Editor’s note: The Central Ohio Trauma System said it wants the Ohio EMS board to adjust its rules to allow paramedics to veer from protocols if they think a patient needs trauma care. Editorial Advisor Art Hsieh said the ability to clinically sleuth through a laundry list of subjective and objective findings is clearly necessary in the field environment.
I’m teaching my organization’s new medical assessment education program, and having a great time discussing the differential process with very proficient, highly experienced providers.
It struck us that so little of our primary training deals with learning about decision-making, and understanding the “how” and “why” of patient care, rather than just the “what” and “when.”
The ability to clinically sleuth through a laundry list of subjective and objective findings, and considering the underlying causes of those findings, is clearly necessary in the field environment, even from the basic viewpoint of how fast we should be traveling to the selection of the most appropriate receiving facility.
Therefore, it is with a bit of irony that this came across the newswire today. Now, there are some caveats with this:
1) You should know your protocols.
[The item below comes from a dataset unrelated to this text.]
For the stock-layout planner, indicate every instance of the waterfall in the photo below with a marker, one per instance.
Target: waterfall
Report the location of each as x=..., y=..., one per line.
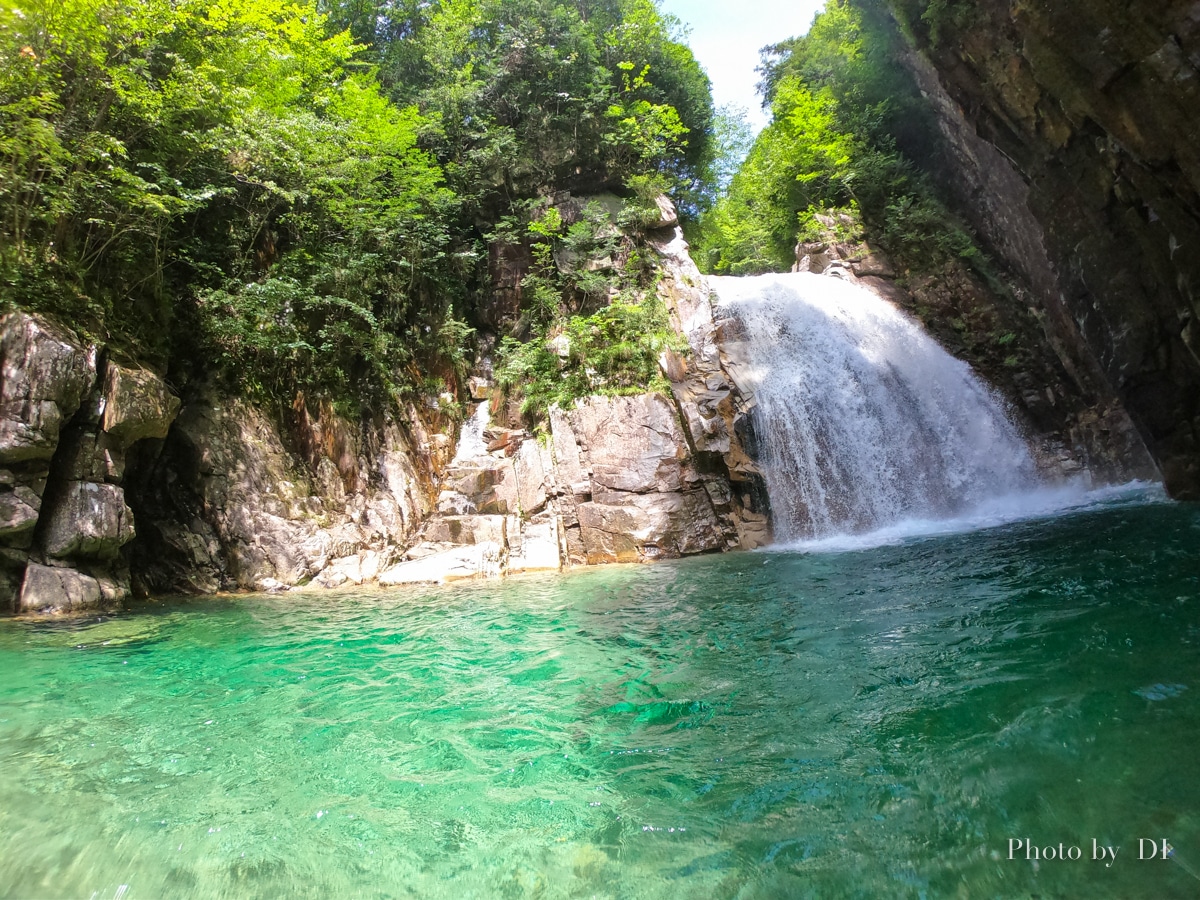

The article doesn’t imply that all decision-making is now upon the EMS provider; it merely adds a bit of flexibility to refine a decision. The legal foundation of our practice is grounded in the approved policies and procedures that guide it.
2) You need to know the “how” and “why.” Anatomy, physiology and pathophysiology give us the basic scaffolding to hang our clinical findings. If we don’t have a fundamental understanding of how the body works, we run the risk of misunderstanding the patient’s signs and symptoms.
3) Assessment is key. It drives all of what we do for the patient, from the care plan we select, to the destination of the transport, and the information we have to provide to the patient who is refusing care.
4) Check, and check again. Often we train EMTs and medics to operate alone, i.e. make decisions on their own. In fact, we rarely ever work alone. We have partners and fellow crew members who should be consulted in the decision-making process, if only to help validate our suspicions.